For the last five decades, Hershman Leeson has been a trailblazer in the use of new media and technologies, investigating issues of identity, gender-role, the double bind of voyeurism and surveillance, and what it means to be human in an increasingly cyber world and an era of bio- and genetic engineering.

The exhibition features a broad selection of the artist’s pioneering interactive media works and videos from the 70s to the present, most of them never before shown in New York City. Included in Remote Controls are the first interactive video disc, Lorna (1979-82), in which viewers use a remote control to navigate through the apartment of an agoraphobic woman, accessing her fears and dreams, personal history and future; and the sexual fantasy video disc, Deep Contact (1984), which first used touch-activated screens.

The exhibition also features Home Front (1993-2011), a two-channel synchronized installation inside a dollhouse, exploring spaces of domestic confrontation and voyeuristic stances; and Synthia Stock Ticker (2000-2002), a networked sculpture charting the market in a real time via a video of behavioral mood swings.

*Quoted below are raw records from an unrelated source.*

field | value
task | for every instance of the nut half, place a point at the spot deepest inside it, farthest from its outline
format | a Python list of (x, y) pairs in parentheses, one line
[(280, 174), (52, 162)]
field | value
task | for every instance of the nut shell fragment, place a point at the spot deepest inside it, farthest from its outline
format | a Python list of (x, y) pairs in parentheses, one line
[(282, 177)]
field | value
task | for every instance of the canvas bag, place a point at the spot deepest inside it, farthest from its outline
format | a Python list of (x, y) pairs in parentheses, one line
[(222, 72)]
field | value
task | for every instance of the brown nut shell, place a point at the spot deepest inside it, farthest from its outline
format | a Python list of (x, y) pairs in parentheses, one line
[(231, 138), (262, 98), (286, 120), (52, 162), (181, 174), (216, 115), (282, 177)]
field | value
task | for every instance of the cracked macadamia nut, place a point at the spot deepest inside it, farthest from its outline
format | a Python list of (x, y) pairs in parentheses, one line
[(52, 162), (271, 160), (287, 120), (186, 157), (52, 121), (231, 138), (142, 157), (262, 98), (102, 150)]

Hershman Leeson’s innovative work with genetic manipulation will be on display with her latest installation, Venus of the Anthropocene (2016), which captures viewers’ DNA patterns to create a mutating hybrid of mirrored identities. Remote Controls also features the video Seduction of a Cyborg (1994), a poetic allegory about technology’s invasion of the body; The Complete Electronic Diaries (1986-1994), a 76-minute single-channel "video typed" confessional that records Hershman Leeson's struggle, transformation, and transcendence as her personal story unfolds before the camera; and several short video works.

Also included in the exhibition are early drawings and wax sculptures, as well as collages from Water Women, an ongoing series which began as a metaphor for Roberta Breitmore, the persona created by the artist in 1974. These mixed media works capture ideas of disappearance, alchemical and atmospheric connection to air, water and electric currents, and ultimately the fragile nature of life itself.